MUDCAT FALLS -- The annual Calabash County Spring Home and Garden Show erupted in violence as two rival rose breeders, one armed with a patent lawyer and the other pruning shears, went after each other thorn and petal over alleged dirty tricks during the judging of the floral finals.

The normally staid proceedings erupted into a melee after Attorney Steve Dallas attempted to serve Pistol Creek University Biology Professor Austin Boerner with court papers on behalf of his client, local greenhouse entrepreneur Enrico Vibert. Boerner responded by slapping Dallas with a fist full of thorned roses, drawing blood and an anguished cry from the local lawyer.

"The professor, he stole my beloved Blue Bayou," cried out Vibert. "I was first -- just like Elisha Gray, Leibniz and the Vikings! And everybody knows it."

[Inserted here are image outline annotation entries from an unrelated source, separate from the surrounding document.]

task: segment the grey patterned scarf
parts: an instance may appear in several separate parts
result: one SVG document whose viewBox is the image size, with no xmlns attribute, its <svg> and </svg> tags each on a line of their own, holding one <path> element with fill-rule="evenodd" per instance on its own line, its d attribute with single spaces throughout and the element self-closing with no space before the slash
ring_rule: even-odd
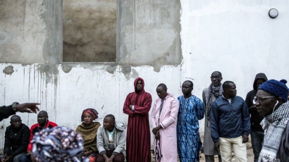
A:
<svg viewBox="0 0 289 162">
<path fill-rule="evenodd" d="M 258 161 L 275 162 L 282 134 L 289 120 L 289 101 L 283 104 L 271 114 L 264 117 L 260 124 L 266 133 Z M 269 126 L 270 123 L 272 124 Z"/>
<path fill-rule="evenodd" d="M 210 121 L 211 119 L 211 109 L 212 108 L 212 94 L 215 96 L 216 99 L 220 96 L 222 96 L 223 95 L 223 85 L 221 83 L 220 86 L 215 87 L 212 84 L 210 85 L 208 88 L 208 93 L 207 94 L 207 107 L 206 107 L 206 112 L 207 112 L 207 126 L 208 126 L 208 121 Z"/>
</svg>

The suit alleges that Boerner violated Vibert's patent for the world's first blue rose, the discovery of which could yield millions, if not billions, in royalties by capturing up to a 20% share of the retail market for roses. The professor claims that his work with directed evolution led to the discovery independently of what any "yahoo in Mudcat Falls" might have been up to in their "outhouse."

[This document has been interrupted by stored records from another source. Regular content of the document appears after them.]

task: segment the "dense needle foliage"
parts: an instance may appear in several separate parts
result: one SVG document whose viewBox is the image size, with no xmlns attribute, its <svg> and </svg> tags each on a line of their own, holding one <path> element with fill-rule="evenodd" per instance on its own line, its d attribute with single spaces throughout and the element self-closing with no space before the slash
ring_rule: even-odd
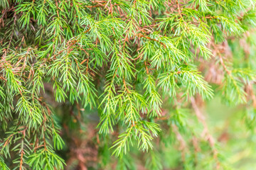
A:
<svg viewBox="0 0 256 170">
<path fill-rule="evenodd" d="M 255 4 L 0 0 L 0 169 L 231 169 L 200 108 L 220 94 L 253 131 Z"/>
</svg>

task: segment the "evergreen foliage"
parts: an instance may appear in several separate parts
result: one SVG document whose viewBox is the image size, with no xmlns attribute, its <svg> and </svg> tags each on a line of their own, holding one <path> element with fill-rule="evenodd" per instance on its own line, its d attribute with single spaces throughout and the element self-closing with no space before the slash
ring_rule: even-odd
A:
<svg viewBox="0 0 256 170">
<path fill-rule="evenodd" d="M 65 169 L 63 129 L 87 132 L 96 113 L 99 135 L 85 136 L 97 141 L 97 169 L 114 157 L 117 169 L 136 169 L 137 150 L 162 169 L 162 148 L 177 144 L 178 169 L 229 169 L 198 101 L 221 94 L 254 131 L 256 65 L 227 49 L 245 49 L 234 40 L 253 32 L 255 4 L 0 0 L 0 169 Z"/>
</svg>

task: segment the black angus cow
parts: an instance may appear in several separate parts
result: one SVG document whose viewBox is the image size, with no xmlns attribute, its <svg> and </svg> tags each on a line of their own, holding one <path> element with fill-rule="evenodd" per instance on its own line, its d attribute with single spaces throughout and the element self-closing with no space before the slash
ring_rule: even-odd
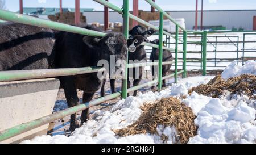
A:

"The 'Somatic Selection Theory' predicts the germline transmission of acquired somatic mutations of antibody V-region genes," explained Boerner. "It could be affected via the agency of the enzyme reverse transcriptase -- copying RNA into DNA-- plus the ubiquitous, naturally occurring endogenous RNA retroviruses, produced by lymphocytes, acting as 'gene shuttles' ferrying mutated V-region gene sequences into germ cells. This would then be followed by the physical integration of this somatically derived genetic information into the germline DNA so as to replace a pre-existing gene sequence. And Eureka! A blue rose."

"Whatever!" countered Dallas. "We'll see you in court."

The American Rose Society declined to comment on the controversy, though they reaffirmed their organization's disdain for Lamarck's Theory of Inheritance of Acquired Characteristics.

Boerner was later disqualified by ARS judges when blue food coloring was discovered in his vase's water.